Holi – March 10/11, 2009

Mumbai, India

So I’m now back from Mumbai Wow. I don’t think I’ll ever get bored of that place.  After 5 trips I think that much is obvious :P

I planned this trip so that I’d be in India during Holi, also known as the Festival of Colour, where people cover each other in coloured dye.  A day before this, however, people make bonfires (which I only found out on the day), which symbolises the burning of Holika, a mythological Hindu demoness who was killed by the god Brahma. 

Throughout Mumbai the air was filled with thick smoke, as people lit bonfires.  Communities came together to build big ones, like this one in the Worli district.

The effigy is of the lone surviving terrorist who was caught after last year’s November attacks in Mumbai. The text has the name of the terrorist, Ajmal Kasab, with ‘Taliban’ written on the grenade.
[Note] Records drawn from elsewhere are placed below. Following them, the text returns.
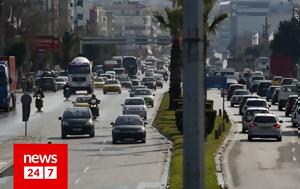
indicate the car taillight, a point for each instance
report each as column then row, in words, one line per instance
column 276, row 125
column 253, row 125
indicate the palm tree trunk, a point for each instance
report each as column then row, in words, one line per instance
column 176, row 73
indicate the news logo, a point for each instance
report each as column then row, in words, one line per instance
column 40, row 166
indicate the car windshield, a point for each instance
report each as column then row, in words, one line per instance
column 256, row 103
column 265, row 119
column 111, row 82
column 134, row 102
column 82, row 99
column 73, row 114
column 289, row 89
column 142, row 92
column 148, row 79
column 128, row 121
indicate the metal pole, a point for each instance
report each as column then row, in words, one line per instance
column 193, row 95
column 2, row 28
column 25, row 128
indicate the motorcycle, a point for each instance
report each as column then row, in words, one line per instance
column 39, row 102
column 67, row 93
column 94, row 107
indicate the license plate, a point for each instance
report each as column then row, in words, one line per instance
column 77, row 129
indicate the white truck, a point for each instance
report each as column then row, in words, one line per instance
column 80, row 76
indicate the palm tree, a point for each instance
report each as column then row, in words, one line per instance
column 175, row 23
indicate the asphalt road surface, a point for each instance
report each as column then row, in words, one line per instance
column 94, row 162
column 260, row 164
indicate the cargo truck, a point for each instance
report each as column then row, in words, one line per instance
column 8, row 83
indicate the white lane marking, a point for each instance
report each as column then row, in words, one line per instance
column 85, row 169
column 76, row 181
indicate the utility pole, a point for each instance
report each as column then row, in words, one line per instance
column 193, row 111
column 2, row 28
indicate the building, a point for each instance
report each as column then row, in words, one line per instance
column 130, row 18
column 248, row 16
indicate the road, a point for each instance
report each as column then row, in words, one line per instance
column 261, row 164
column 94, row 162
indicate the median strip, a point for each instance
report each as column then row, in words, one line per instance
column 165, row 122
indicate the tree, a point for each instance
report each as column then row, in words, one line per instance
column 287, row 39
column 68, row 48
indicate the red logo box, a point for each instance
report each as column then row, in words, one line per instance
column 40, row 166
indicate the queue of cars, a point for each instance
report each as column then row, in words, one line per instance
column 132, row 123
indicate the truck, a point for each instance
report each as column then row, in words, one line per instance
column 8, row 83
column 281, row 66
column 80, row 75
column 131, row 65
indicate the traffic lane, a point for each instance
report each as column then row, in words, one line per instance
column 261, row 163
column 79, row 161
column 115, row 166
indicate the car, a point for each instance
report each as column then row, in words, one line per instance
column 149, row 81
column 128, row 127
column 112, row 85
column 243, row 101
column 82, row 101
column 61, row 81
column 135, row 82
column 265, row 126
column 270, row 92
column 248, row 116
column 77, row 121
column 284, row 93
column 232, row 88
column 159, row 80
column 287, row 81
column 237, row 96
column 132, row 90
column 146, row 94
column 276, row 80
column 254, row 102
column 48, row 84
column 125, row 81
column 274, row 99
column 228, row 83
column 263, row 87
column 135, row 105
column 289, row 104
column 99, row 82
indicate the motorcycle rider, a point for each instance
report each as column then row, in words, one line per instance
column 94, row 101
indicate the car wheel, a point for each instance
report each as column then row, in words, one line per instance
column 63, row 134
column 249, row 138
column 92, row 133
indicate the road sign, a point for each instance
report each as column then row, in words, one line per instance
column 215, row 82
column 40, row 166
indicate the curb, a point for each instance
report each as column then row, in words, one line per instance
column 222, row 182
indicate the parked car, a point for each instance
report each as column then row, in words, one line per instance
column 290, row 103
column 136, row 106
column 271, row 91
column 248, row 116
column 244, row 100
column 128, row 127
column 265, row 126
column 77, row 121
column 238, row 96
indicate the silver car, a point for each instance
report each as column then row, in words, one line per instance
column 265, row 126
column 247, row 118
column 136, row 106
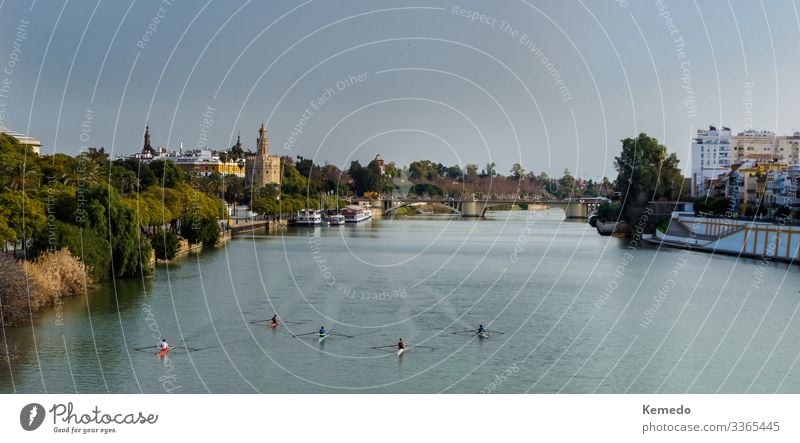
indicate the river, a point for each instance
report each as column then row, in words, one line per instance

It was 45 feet tall, and I found it incredible that this was to be lit surrounded by high-rise wooden buildings, only a few feet away! Then again, Indians are crazy.  Safety comes second to celebrations and tradition!

I took these pictures around 9pm, and the crowd was just starting to gather, as well as media crews.

On the other side of the effigy, residents were preparing flowers and incense for rituals.

Sticking with the theme of terrorism, this rocket, placed on a string, led to the effigy and lit it at midnight.  I didn’t hang around until then but I heard later on the news that buildings caught fire from it and people got injured.  I tried to look for pictures of the effigy alight but haven’t succeeded in finding any yet.  To be honest, I can’t imagine anyone being able to be remotely close to it without getting singed.

Along an adjacent street a much smaller bonfire was prepared, and the children there wanted their picture with me :D

Every street had numerous bonfires.  An aerial view of the city would have been pretty cool.

The next day celebrations began and dye-throwing commenced! Yay!

I went to Juhu Beach, which is a popular destination for people as they can wash the dye off in the sea. Convenient, although the effect on the environment is questionable! Still, there was nothing like the mess during Ganesh Chaturthi last year.

I can’t decide which one I prefer..

People playing Kabaddi, a popular South Asian game:

People clambered on the walls of a hotel to get a glimpse of festivities taking part in a private function.

Hm.  The beach was more fun!

I think these boys were burying a random drunkard. Like most people, they were eager to pose!

This dog started following me after I gestured to her.  An hour later she was still walking alongside me, so I bought her some food in an attempt to distract her.  She gobbled it up and still managed to catch up with me.

Holi was so much fun, and I somehow managed to save my camera from turning bright red.  The same couldn’t be said of me.

Two days later, I still had a yellow tint on my face. Lovely.

Hinduism is so full of mystery, stories and colours.  No matter what your religious stance, you cannot deny how vibrant its festivals are, and if they involve celebrating and dancing on the beach, I’m there!